The only side effects noted with administration are mild digestive symptoms, such as flatulence, borborygmi, abdominal bloating, and abdominal discomfort. However, these effects are dose-dependent and occur less regularly in smaller doses. Over time, these symptoms will diminish as the intestinal flora adjusts to the greater amount of substrate available.54 However, some individuals may continue to experience mild abdominal bloating and discomfort even with continued use.
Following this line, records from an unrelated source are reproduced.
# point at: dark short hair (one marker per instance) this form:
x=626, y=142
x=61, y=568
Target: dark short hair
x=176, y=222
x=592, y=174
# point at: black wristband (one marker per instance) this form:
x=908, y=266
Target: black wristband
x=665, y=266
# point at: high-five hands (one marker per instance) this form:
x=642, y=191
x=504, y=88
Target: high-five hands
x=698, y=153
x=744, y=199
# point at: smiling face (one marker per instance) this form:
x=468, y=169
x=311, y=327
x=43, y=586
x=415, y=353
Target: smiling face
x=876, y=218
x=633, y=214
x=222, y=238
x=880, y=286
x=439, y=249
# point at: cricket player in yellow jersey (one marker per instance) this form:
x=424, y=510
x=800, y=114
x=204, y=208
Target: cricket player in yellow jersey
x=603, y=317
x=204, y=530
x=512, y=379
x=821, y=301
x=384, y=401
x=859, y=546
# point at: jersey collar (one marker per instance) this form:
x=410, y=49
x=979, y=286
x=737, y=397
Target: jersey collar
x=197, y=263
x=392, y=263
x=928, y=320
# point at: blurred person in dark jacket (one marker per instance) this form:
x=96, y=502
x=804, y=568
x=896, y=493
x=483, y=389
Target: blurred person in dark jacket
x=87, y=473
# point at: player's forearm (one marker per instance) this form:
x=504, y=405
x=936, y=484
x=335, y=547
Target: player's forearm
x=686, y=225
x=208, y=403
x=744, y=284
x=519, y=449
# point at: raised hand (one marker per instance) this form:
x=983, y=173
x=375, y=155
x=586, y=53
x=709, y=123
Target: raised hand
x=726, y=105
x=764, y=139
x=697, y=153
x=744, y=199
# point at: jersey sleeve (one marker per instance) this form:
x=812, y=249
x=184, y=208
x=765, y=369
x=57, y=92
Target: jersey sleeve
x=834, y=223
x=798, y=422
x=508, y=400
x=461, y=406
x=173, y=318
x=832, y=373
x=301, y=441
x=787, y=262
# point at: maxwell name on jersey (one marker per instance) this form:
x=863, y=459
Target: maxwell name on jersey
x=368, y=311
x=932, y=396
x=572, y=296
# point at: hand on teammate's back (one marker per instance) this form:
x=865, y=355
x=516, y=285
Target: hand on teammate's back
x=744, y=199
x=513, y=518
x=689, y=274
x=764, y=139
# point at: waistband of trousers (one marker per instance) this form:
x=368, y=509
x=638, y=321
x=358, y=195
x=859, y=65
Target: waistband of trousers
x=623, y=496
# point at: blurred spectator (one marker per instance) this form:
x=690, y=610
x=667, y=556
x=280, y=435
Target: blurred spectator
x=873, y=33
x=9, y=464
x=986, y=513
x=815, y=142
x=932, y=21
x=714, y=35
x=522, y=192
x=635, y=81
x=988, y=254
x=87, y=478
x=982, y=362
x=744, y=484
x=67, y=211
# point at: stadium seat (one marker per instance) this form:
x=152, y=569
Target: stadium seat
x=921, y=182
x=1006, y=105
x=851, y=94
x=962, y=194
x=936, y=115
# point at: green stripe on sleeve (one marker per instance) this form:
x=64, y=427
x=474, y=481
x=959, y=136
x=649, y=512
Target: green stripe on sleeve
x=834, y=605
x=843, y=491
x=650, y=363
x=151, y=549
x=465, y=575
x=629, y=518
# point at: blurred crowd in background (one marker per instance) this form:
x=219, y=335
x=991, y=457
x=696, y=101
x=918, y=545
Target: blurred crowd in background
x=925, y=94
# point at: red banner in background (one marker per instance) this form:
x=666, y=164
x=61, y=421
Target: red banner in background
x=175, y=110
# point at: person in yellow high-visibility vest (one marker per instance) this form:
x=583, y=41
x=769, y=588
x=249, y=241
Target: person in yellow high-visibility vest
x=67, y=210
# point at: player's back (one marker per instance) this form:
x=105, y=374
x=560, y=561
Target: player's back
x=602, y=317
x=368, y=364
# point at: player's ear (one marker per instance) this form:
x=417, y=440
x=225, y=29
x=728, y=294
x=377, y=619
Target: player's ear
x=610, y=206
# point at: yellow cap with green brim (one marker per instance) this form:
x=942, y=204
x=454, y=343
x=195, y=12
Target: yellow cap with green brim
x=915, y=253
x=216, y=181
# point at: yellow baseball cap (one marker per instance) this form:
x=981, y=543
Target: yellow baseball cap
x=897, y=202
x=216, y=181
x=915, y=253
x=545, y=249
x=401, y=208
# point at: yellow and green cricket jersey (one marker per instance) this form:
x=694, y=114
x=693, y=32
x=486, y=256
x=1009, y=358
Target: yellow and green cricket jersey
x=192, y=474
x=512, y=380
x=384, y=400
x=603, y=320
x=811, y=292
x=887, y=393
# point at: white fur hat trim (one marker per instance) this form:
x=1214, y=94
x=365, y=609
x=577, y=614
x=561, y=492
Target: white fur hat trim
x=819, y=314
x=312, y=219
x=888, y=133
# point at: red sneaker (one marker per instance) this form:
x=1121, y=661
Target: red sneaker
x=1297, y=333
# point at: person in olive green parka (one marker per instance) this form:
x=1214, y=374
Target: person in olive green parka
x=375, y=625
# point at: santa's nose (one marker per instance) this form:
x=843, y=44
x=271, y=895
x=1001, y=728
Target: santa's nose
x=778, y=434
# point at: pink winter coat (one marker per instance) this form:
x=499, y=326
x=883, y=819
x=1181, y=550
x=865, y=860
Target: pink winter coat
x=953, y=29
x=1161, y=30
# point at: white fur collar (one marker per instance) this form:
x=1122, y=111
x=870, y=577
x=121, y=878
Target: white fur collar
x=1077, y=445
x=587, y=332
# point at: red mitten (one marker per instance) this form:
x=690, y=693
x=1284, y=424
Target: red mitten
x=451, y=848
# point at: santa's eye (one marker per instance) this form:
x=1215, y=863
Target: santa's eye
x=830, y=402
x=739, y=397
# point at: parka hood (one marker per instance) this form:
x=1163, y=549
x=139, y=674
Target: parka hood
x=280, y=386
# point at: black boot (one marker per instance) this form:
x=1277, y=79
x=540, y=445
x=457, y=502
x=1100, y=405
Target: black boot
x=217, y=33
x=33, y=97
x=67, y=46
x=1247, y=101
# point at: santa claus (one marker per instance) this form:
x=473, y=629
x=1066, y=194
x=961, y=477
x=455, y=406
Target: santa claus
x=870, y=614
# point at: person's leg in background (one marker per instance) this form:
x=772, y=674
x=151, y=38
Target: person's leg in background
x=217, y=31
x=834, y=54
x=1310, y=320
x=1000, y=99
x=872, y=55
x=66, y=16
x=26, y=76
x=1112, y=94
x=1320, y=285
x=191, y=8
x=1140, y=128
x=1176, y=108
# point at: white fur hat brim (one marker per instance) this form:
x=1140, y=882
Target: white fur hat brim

There have been some concerns in the literature regarding the ability of Klebsiella pneumoniae to utilize FOS as a growth substrate.55,56 FOS was shown to stimulate the growth of K. pneumoniae in Petri dishes. However, this occurred only when Klebsiella was grown in isolation, with no other competing organisms present. In mixed culture experiments, where Klebsiella was grown in the presence of many other human GIT microorganisms, this did not occur.10 In these situations, which more closely resemble the environment of the human GIT (where over 500 species of bacteria compete for available growth substrates),57 FOS did not stimulate the growth of Klebsiella.9 In addition, no human or animal experiment has ever reported an increase in the Klebsiella concentration in the GIT after FOS consumption.
Galactooligosaccharides (GOSs) are chains of galactose molecules, typically containing between three and eight units, with a glucose molecule at the reducing terminus. Galactose-containing oligosaccharides are found in all mammalian milks.58 Commercially, they are produced synthetically from lactose using the bacterially derived enzyme β-galactosidase.59 GOSs are neither broken down nor absorbed in the upper GIT, reaching the colon intact after ingestion.